Die Zone, ein Teil der nordamerikanischen Stadt Harmont, ist durch den Besuch unbewohnbar geworden und wird vom Militär streng abgeriegelt. Die fremden Invasoren haben unzählige tödliche Fallen hinterlassen, deren Gefährlichkeit auf dem Außerkraftsetzen physikalischer Gesetze beruht. Wissenschaftler versprechen sich von hinterlassenen Gegenständen Aufschluss über das Wesen der Außerirdischen sowie über deren Motive. Unter militärischer Bewachung werden solche »Artefakte« aus der Zone herausgeholt (anfangs von Menschen, später wegen des hohen Risikos von Robotern) und in einem eigens hierfür errichteten Institut wissenschaftlich untersucht. Mit den Jahren, über die sich die Handlung erstreckt, mutet die anfangs völlig rational erscheinende wissenschaftliche Beschäftigung mit dem Besuch immer mehr wie ein Ritual an. Die Frage, welche Absicht die Besucher verfolgt haben könnten, wird mehr und mehr aufgegeben. Anstatt nach einem Sinn zu fragen, findet man sich damit ab, dass der Besuch etwas Beiläufiges, gar Banales gewesen sein könnte: die Fremden haben kurz auf der Erde Rast gemacht, die Menschen wahrscheinlich gar nicht wahrgenommen, und sind, ihren gefährlichen Unrat zurücklassend aber ohne böse Absicht, wieder verschwunden. So wie Spaziergänger ein kurzes Picknick am Wegesrand abhalten, ohne die kleinen Wesen wahrzunehmen, deren Welt sie dadurch stören.

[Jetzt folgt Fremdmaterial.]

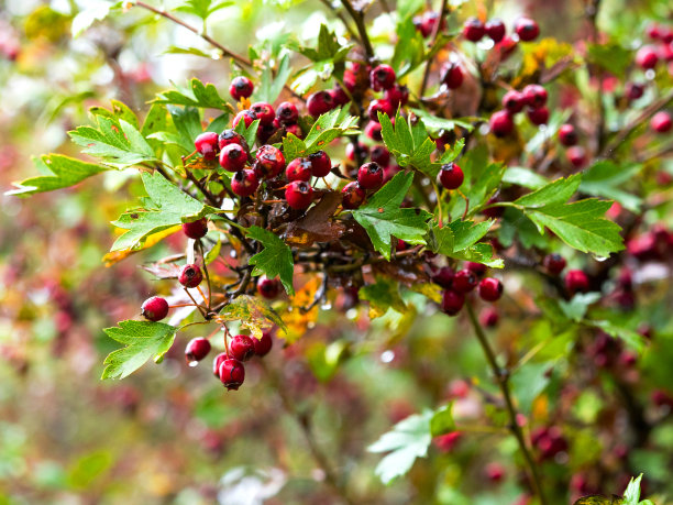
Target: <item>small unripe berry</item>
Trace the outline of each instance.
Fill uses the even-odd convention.
[[[168,301],[161,296],[147,298],[141,306],[141,314],[148,321],[161,321],[168,316]]]
[[[195,139],[194,146],[203,160],[214,160],[218,157],[218,134],[203,132]]]
[[[185,348],[185,359],[189,366],[196,366],[210,352],[210,342],[203,337],[191,339]]]
[[[199,265],[185,265],[178,274],[178,282],[185,287],[197,287],[203,281],[203,273]]]
[[[250,98],[255,87],[247,77],[239,76],[234,77],[231,81],[231,86],[229,86],[229,94],[234,100],[240,100],[241,98]]]
[[[208,219],[202,218],[183,223],[183,233],[194,240],[199,240],[208,233]]]
[[[442,165],[439,173],[440,183],[445,189],[457,189],[463,184],[465,176],[463,169],[456,163]]]
[[[357,171],[357,184],[362,189],[378,189],[383,186],[383,168],[380,165],[376,162],[362,165]]]

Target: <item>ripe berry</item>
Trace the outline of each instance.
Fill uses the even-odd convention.
[[[210,352],[210,342],[203,337],[191,339],[185,348],[185,359],[189,366],[196,366],[198,361],[201,361]]]
[[[390,65],[378,65],[369,73],[369,84],[374,91],[390,89],[395,86],[395,70]]]
[[[652,130],[657,133],[668,133],[671,131],[671,116],[668,112],[657,112],[650,121]]]
[[[197,221],[184,222],[183,233],[194,240],[199,240],[208,233],[208,219],[202,218]]]
[[[214,132],[203,132],[194,141],[194,146],[203,160],[214,160],[218,157],[218,134]]]
[[[485,301],[497,301],[503,295],[503,283],[497,278],[486,277],[479,283],[479,297]]]
[[[245,367],[239,360],[224,360],[220,365],[220,381],[227,386],[227,389],[236,391],[245,381]]]
[[[329,91],[318,91],[306,101],[306,109],[313,118],[318,118],[334,108],[334,100]]]
[[[276,118],[276,112],[271,103],[266,103],[265,101],[258,101],[253,103],[250,107],[250,111],[255,114],[255,118],[260,120],[260,125],[262,124],[271,124],[274,122]]]
[[[203,274],[199,265],[190,264],[180,268],[178,282],[185,287],[197,287],[203,281]]]
[[[257,176],[265,179],[273,179],[285,168],[285,156],[278,147],[273,145],[263,145],[255,153],[257,163]]]
[[[516,114],[517,112],[521,112],[525,105],[526,99],[523,98],[523,94],[516,89],[507,91],[503,97],[503,107],[507,109],[509,113]]]
[[[465,295],[454,292],[453,289],[444,289],[442,293],[442,310],[449,316],[455,316],[465,305]]]
[[[542,260],[542,265],[551,275],[559,275],[565,268],[565,257],[561,254],[548,254]]]
[[[486,25],[486,35],[496,44],[505,37],[505,23],[503,20],[489,20]]]
[[[446,163],[442,165],[439,174],[440,183],[445,189],[457,189],[463,184],[463,169],[456,163]]]
[[[313,201],[313,188],[306,180],[293,180],[285,188],[285,199],[293,209],[307,209]]]
[[[367,194],[360,187],[360,184],[353,182],[343,187],[341,195],[343,197],[341,204],[344,209],[356,209],[363,204]]]
[[[308,157],[296,157],[287,165],[285,176],[290,183],[293,180],[308,182],[311,180],[311,176],[313,175],[312,168],[313,166]]]
[[[376,162],[362,165],[357,171],[357,184],[362,189],[378,189],[383,186],[383,168],[380,165]]]
[[[231,190],[240,197],[253,195],[260,187],[257,174],[252,168],[244,168],[234,174],[231,178]]]
[[[280,121],[282,124],[291,124],[296,122],[298,118],[299,111],[297,110],[297,106],[291,101],[284,101],[276,109],[276,119]]]
[[[455,62],[451,62],[442,69],[442,83],[449,89],[457,89],[464,80],[463,68]]]
[[[231,86],[229,86],[229,95],[232,96],[234,100],[240,100],[241,98],[249,98],[255,87],[247,77],[239,76],[234,77],[231,81]]]
[[[528,107],[538,109],[547,103],[547,89],[540,85],[528,85],[521,92]]]
[[[280,293],[280,283],[277,278],[268,278],[262,275],[257,279],[257,293],[264,298],[273,300]]]
[[[228,172],[243,169],[247,162],[247,153],[239,144],[229,144],[220,152],[220,165]]]
[[[519,18],[515,23],[515,32],[522,42],[530,42],[538,39],[540,26],[530,18]]]
[[[311,172],[313,177],[327,177],[332,172],[332,161],[324,151],[316,151],[309,154]]]
[[[571,270],[565,274],[565,287],[571,294],[588,290],[588,277],[581,270]]]
[[[231,339],[231,342],[229,342],[229,351],[234,360],[247,361],[255,353],[255,344],[253,343],[253,339],[246,334],[236,334]]]
[[[161,296],[153,296],[143,301],[141,314],[148,321],[161,321],[168,316],[168,301]]]
[[[484,23],[476,18],[470,18],[463,24],[463,36],[470,42],[479,42],[485,34],[486,28]]]
[[[494,112],[488,121],[490,133],[495,136],[503,138],[509,135],[514,130],[514,121],[511,116],[506,110]]]
[[[477,285],[477,277],[470,270],[461,270],[453,276],[452,288],[457,293],[470,293]]]
[[[566,147],[575,145],[577,143],[577,132],[575,127],[572,124],[562,124],[559,129],[559,142]]]

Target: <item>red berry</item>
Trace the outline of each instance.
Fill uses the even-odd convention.
[[[236,391],[245,381],[245,367],[239,360],[228,359],[220,365],[220,381],[229,391]]]
[[[509,135],[514,130],[514,121],[511,114],[506,110],[494,112],[488,121],[490,133],[495,136],[503,138]]]
[[[570,147],[577,143],[577,132],[572,124],[562,124],[559,129],[559,142]]]
[[[505,23],[503,23],[503,20],[489,20],[484,28],[486,29],[486,35],[496,44],[505,39]]]
[[[203,160],[218,157],[218,134],[216,132],[203,132],[194,141],[194,146]]]
[[[306,101],[306,109],[313,118],[329,112],[334,108],[334,100],[329,91],[318,91],[311,95]]]
[[[650,121],[652,130],[657,133],[668,133],[671,131],[671,116],[668,112],[657,112]]]
[[[390,65],[378,65],[369,73],[369,84],[374,91],[390,89],[395,86],[395,70]]]
[[[255,344],[246,334],[236,334],[229,342],[229,351],[234,360],[247,361],[255,354]]]
[[[341,204],[344,209],[356,209],[364,202],[367,194],[360,187],[360,184],[353,182],[343,187],[341,195],[343,197]]]
[[[141,306],[141,314],[148,321],[161,321],[168,316],[168,301],[161,296],[147,298]]]
[[[530,18],[519,18],[515,23],[515,32],[522,42],[530,42],[538,39],[540,26]]]
[[[357,184],[362,189],[378,189],[383,186],[383,168],[380,165],[376,162],[362,165],[357,171]],[[364,194],[364,191],[362,193]]]
[[[178,282],[185,287],[197,287],[203,281],[203,274],[199,265],[185,265],[178,274]]]
[[[202,218],[183,223],[183,233],[194,240],[201,239],[208,233],[208,219]]]
[[[260,125],[271,124],[276,118],[276,112],[271,103],[258,101],[250,107],[250,111],[260,120]]]
[[[285,188],[285,199],[293,209],[307,209],[313,201],[313,188],[306,180],[293,180]]]
[[[231,190],[240,197],[253,195],[260,187],[257,174],[252,168],[244,168],[234,174],[231,178]]]
[[[503,283],[497,278],[486,277],[479,283],[479,297],[485,301],[497,301],[503,295]]]
[[[486,34],[486,28],[484,23],[476,18],[470,18],[463,24],[463,36],[470,42],[479,42]]]
[[[210,342],[203,337],[191,339],[185,348],[185,359],[189,366],[195,366],[198,361],[201,361],[210,352]]]
[[[463,184],[463,169],[456,163],[446,163],[442,165],[439,174],[440,183],[445,189],[457,189]]]
[[[454,292],[453,289],[444,289],[442,293],[442,310],[449,316],[455,316],[465,305],[465,295]]]
[[[255,153],[257,163],[255,168],[257,176],[265,179],[273,179],[285,168],[285,156],[278,147],[263,145]]]
[[[332,172],[332,161],[324,151],[309,154],[313,177],[327,177]]]
[[[311,180],[313,175],[313,165],[308,157],[296,157],[288,163],[285,169],[285,176],[290,183],[293,180]]]
[[[229,144],[220,152],[220,165],[228,172],[242,171],[247,162],[247,152],[239,144]]]
[[[280,293],[280,283],[277,278],[268,278],[262,275],[257,279],[257,293],[264,298],[273,300]]]
[[[240,100],[241,98],[249,98],[255,87],[247,77],[239,76],[234,77],[231,81],[231,86],[229,86],[229,95],[232,96],[234,100]]]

Das vorher unbedeutende Provinznest Harmont hat durch den Besuch eine Aufwertung erfahren, die in Anbetracht der verheerenden Folgen für die ursprüngliche Bevölkerung makaber erscheint (angesichts realer Katastrophen allerdings auch recht glaubhaft). Neben Militärs und Wissenschaftlern haben sich Abenteurer, Glücksritter und Geschäftemacher im bewohnbaren Teil der Stadt niedergelassen. Denn die Artefakte aus der Zone sind nicht nur Gegenstand wissenschaftlichen Interesses, sondern auch begehrte Sammlerobjekte, für die sich mit der Zeit ein wirtschaftlich bedeutender Schwarzmarkt entwickelt hat. Und diese Entwicklung erscheint absolut folgerichtig: »der Besuch« markiert den Beginn einer neuen Zeitrechnung, nach wenigen Jahren des Versuchs einer rationalen Erklärung beginnt die Mythenbildung, und die dazugehörigen Reliquien sind die von den Außerirdischen hinterlassenen Artefakte.
Eine wichtige Säule des florienden Schwarzmarkts sind Männer, die verwegen genug sind, die begehrten Artefakte aus der Zone herauszuholen. Als Lohn winkt sehr viel Geld, der Einsatz ist allerdings das eigene Leben. Die besten Chancen haben die Erfahrensten, und deshalb ist es nur logisch, dass unter den illegalen »Schatzgräbern« nicht wenige sind, die die Zone in den ersten Jahren nach dem Besuch offiziell in wissenschaftlicher Mission betreten durften. Einer dieser erfahrenen Schatzgräber ist Roderic Schuchart, aus dessen Perspektive die Geschichte größtenteils erzählt wird. Auch ihn lockt das Geld, doch erst nach und nach wird klar, dass es etwas viel Bedeutenderes gibt, was ihn dazu bringt, in der Zone sein Leben zu riskieren: die sagenumwobene goldene Kugel, die angeblich alle Wünsche erfüllen kann. In einem letzten, dramatischen Gang in die Zone gelingt es Schuchart tatsächlich, die goldene Kugel zu erreichen — nur um zu erkennen, dass er unfähig zur Äußerung seiner ureigensten Wünsche ist.